Bu cezalarla ilgili yaptırımlar söz konusu olduktan sonra pasaportlardaki kontrole ekstra özen göstermeye çalışıyoruz. Özellikle bu iş için de bir görevli atıyoruz. Hem yolcunun vizesini, hem pasaport süresini, hem de KKTC damgasını kontrol ediliyor. Bileti kesip yolcuyu listeye ekliyoruz. Listeyi Ayvalık gümrük yetkililerine ve pasaport polisine teslim ediyoruz. Yolcu gümrüğe geldiğinde bu defa Pasaport Polisi vizeye, pasaportun süresine, GBT’sine ve KKTC damgasına bakıyor. Akabinde gemiye girerken gemi ya da acente personeli tekrar pasaportu istiyor. Artık yolcu da ‘Bu nedir?’ diyor. TC anayasasında çok net bir kural var. Her insanın seyahat özgürlüğü vardır. Seyahat özgürlüğü gizli kalmalıdır. Bu sefer yolcu şöyle düşünmeye başlıyor; ‘Siz bizi fişliyor musunuz? Benim pasaportuma niye 3 kez bakıyorsunuz?’ ve artık göstermek de istemiyor. Bu konuda çok direten yolcular da var. Diğer taraftan bize uygulanmak istenen cezai yaptırımın dayandırıldığı yasanın bir maddesinde, ‘Buraya gelen yolcuya azami kontrolü yapan acenteye herhangi bir ceza uygulanmayacaktır’ diyor. Daha ne kadar azami kontrol yapılabilir? Yunan otoritesi de bunu biliyor, gelip giderken görüyorlar zaten. Bu durumu mutlaka dikkate almalarını istiyoruz. Ben çok umutluyum, durumun kesinlikle çözüleceğine inanıyorum.
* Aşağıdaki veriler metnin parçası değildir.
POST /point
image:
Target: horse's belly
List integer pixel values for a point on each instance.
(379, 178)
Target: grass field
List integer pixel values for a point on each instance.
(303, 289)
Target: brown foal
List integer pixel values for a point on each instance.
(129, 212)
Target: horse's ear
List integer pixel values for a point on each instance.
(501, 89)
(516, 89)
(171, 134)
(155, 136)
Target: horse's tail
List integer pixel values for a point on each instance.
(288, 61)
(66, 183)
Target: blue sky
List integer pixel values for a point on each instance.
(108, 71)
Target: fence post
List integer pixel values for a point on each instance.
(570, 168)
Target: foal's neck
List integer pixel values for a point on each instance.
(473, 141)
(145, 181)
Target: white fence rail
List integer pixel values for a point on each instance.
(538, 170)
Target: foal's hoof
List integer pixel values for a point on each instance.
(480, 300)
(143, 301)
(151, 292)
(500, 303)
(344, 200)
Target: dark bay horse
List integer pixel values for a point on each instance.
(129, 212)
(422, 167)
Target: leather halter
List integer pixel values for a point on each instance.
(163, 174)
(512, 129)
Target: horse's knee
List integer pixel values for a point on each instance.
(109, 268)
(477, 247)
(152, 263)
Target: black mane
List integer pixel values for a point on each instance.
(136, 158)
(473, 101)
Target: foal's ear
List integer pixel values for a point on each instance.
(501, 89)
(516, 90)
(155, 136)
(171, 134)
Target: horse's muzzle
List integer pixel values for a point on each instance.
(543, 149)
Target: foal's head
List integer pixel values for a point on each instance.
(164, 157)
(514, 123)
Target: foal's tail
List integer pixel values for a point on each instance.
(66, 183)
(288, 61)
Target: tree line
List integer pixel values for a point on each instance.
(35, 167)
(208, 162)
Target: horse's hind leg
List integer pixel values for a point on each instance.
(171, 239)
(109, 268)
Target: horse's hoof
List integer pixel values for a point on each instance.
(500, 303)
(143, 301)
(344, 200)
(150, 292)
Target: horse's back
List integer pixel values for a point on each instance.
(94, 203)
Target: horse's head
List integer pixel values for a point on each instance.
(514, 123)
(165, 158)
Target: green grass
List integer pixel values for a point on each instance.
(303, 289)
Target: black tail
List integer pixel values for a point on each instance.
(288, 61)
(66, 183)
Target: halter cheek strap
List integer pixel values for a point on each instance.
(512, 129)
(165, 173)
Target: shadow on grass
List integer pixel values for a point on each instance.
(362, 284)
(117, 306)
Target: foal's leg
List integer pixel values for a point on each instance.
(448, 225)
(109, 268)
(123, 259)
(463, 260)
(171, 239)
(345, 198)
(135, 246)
Okan Kahraman / Kahramanlar Turizm Acentesi sahibi
Midilli’de çok güzel şeyler oldu. Her şeyden önce feribotçuların birlikte hareket etmesi çok önemliydi. Biz Kaş – Meis arası çalışıyoruz. Kaş’tan Ayvalık’a kadar bütün feribot sahipleri birlik beraberlik içinde en ufak bir problemde bir araya gelip, çözmek için her türlü birime, kuruma, ilgili makama gidip, hakkını arayabilecek şekilde bir araya geliyor. Midilli’deki toplantı da bunu kanıtlamış oldu. Oradaki insanlar da bu birlikteliği gördü. Geçmişse yönelik cezaların kalkacağını düşünüyorum, toplantıdaki konuşmalar da onu gösterdi zaten. Bu işi Türk tarafının çok ciddiye alındığının farkındalar. Bir milyon kişi çok ciddi bir rakam, adalara gelmeyecek olmasını düşünsenize. O yüzden geriye adım atacaklar. Kesinlikle ve kesinlikle olumlu biri sonuç alacağız.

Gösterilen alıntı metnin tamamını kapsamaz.